Essa diferença é particularmente relevante para investidores que acompanham fundos imobiliários de logística. Além da localização de um imóvel, características construtivas e operacionais podem influenciar sua capacidade de competir por locatários dentro de uma mesma região.
Embu continuou ocupando novos espaços
Apesar da vacância de 14,9%, Embu registrou absorção líquida positiva de 13,8 mil m² entre abril e junho de 2026. Isso significa que, considerando entradas e saídas de ocupantes, houve aumento líquido da área ocupada no período.
A localização continua sendo um dos elementos relevantes para esse mercado. Embu está em um raio de aproximadamente 30 quilômetros da capital paulista e possui acesso à Rodovia Régis Bittencourt (BR-116), importante corredor para o transporte de cargas.

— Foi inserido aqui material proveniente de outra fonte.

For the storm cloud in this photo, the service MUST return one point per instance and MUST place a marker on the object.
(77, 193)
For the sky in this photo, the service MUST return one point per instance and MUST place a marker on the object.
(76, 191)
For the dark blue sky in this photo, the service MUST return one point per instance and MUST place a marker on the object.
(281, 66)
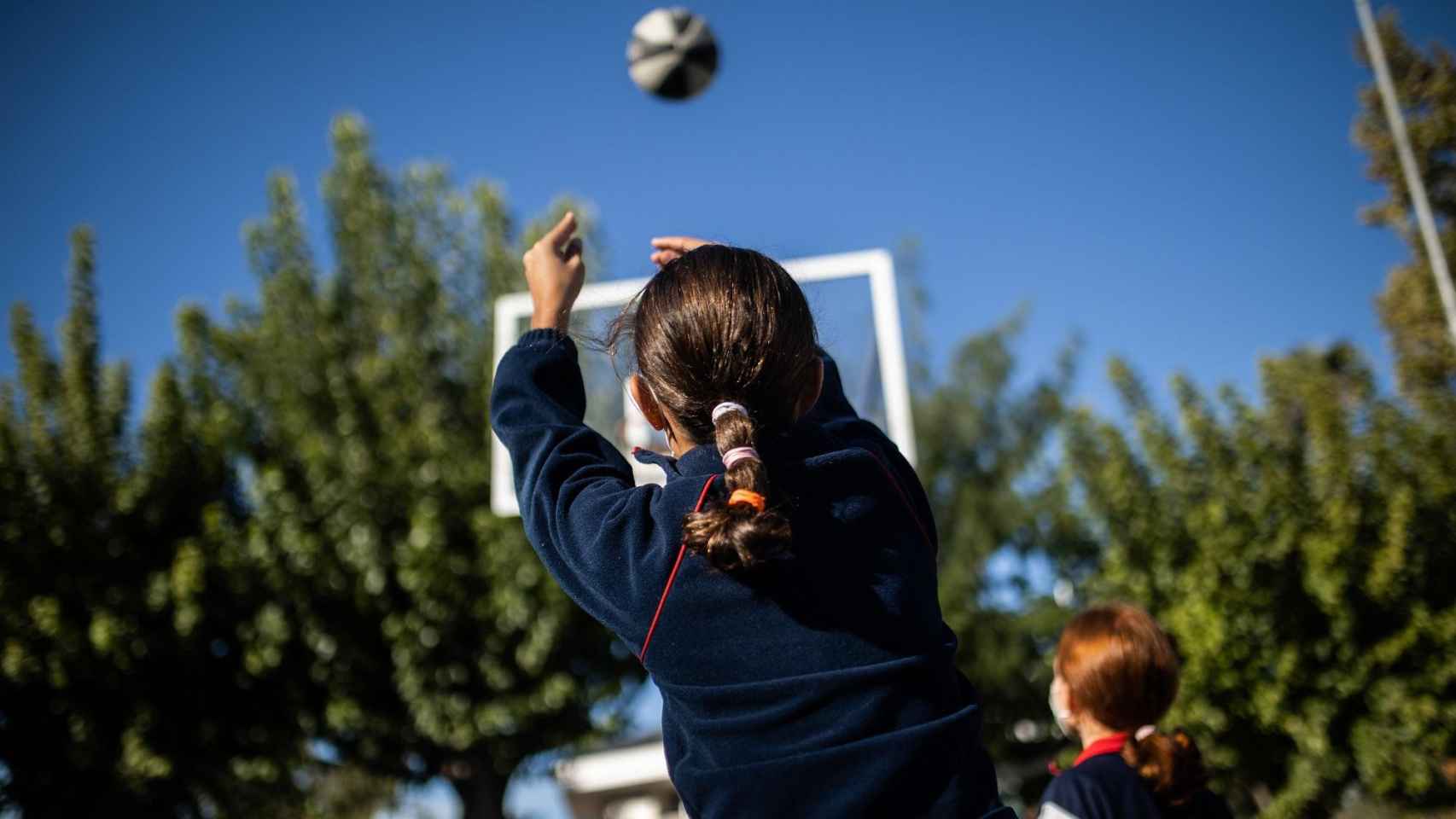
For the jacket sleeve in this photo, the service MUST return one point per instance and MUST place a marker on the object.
(835, 414)
(583, 514)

Os 258 mil m² em construção também colocam o município entre as regiões com maior expansão da oferta logística no Estado. O número é relevante justamente porque as novas construções ocorrem em um mercado no qual parte do estoque existente ainda está disponível.
A explicação apresentada pela Cushman é uma crescente diferenciação entre imóveis antigos e modernos. Em vez de uma disputa baseada apenas no preço por metro quadrado, requisitos operacionais passam a ter maior peso nas decisões das empresas.
São Paulo vive cenário diferente de Embu
O contraste fica ainda mais evidente quando Embu é comparada ao conjunto do mercado paulista. No segundo trimestre, o Estado de São Paulo registrou 567,4 mil m² em novas locações e absorção líquida de 453,8 mil m², maior volume trimestral desde meados de 2020.
A vacância estadual ficou em apenas 3,89%, muito abaixo dos 14,9% registrados em Embu. O preço médio pedido de locação em São Paulo chegou a R$ 32,37 por m².
Outro levantamento reforça o cenário de atividade do mercado. A Newmark informou que a absorção líquida paulista permaneceu em ritmo forte no segundo trimestre de 2026. O novo estoque entregue somou 188 mil m² e, segundo a consultoria, os preços pedidos de locação continuaram em valorização.
Os dados ajudam a separar dois fenômenos. De um lado, o mercado paulista registra ocupação elevada e expansão da demanda. De outro, Embu possui uma taxa de disponibilidade significativamente maior, ao mesmo tempo em que recebe novos projetos voltados às exigências atuais das operações logísticas.
Qualidade dos galpões ganha peso na disputa
Para quem acompanha o mercado imobiliário e os FIIs logísticos, o caso de Embu mostra por que a taxa de vacância não deve ser observada isoladamente. Dois imóveis localizados na mesma região podem disputar ocupantes em condições diferentes conforme idade, especificações técnicas e capacidade de atender determinada operação.
Isso não elimina a importância da vacância de 14,9%. O indicador mostra que existe uma parcela relevante do estoque sem ocupação e deve ser considerado na análise do mercado local. O ponto apresentado pela Cushman é que a disponibilidade existente convive com procura por outra categoria de imóvel.
Assim, o principal movimento a acompanhar em Embu será a absorção dos aproximadamente 258 mil m² em construção e o comportamento do estoque mais antigo à medida que esses novos galpões forem entregues. Esses dados poderão mostrar se a expansão conseguirá coexistir com a redução da vacância ou se aumentará a quantidade de imóveis disponíveis na região.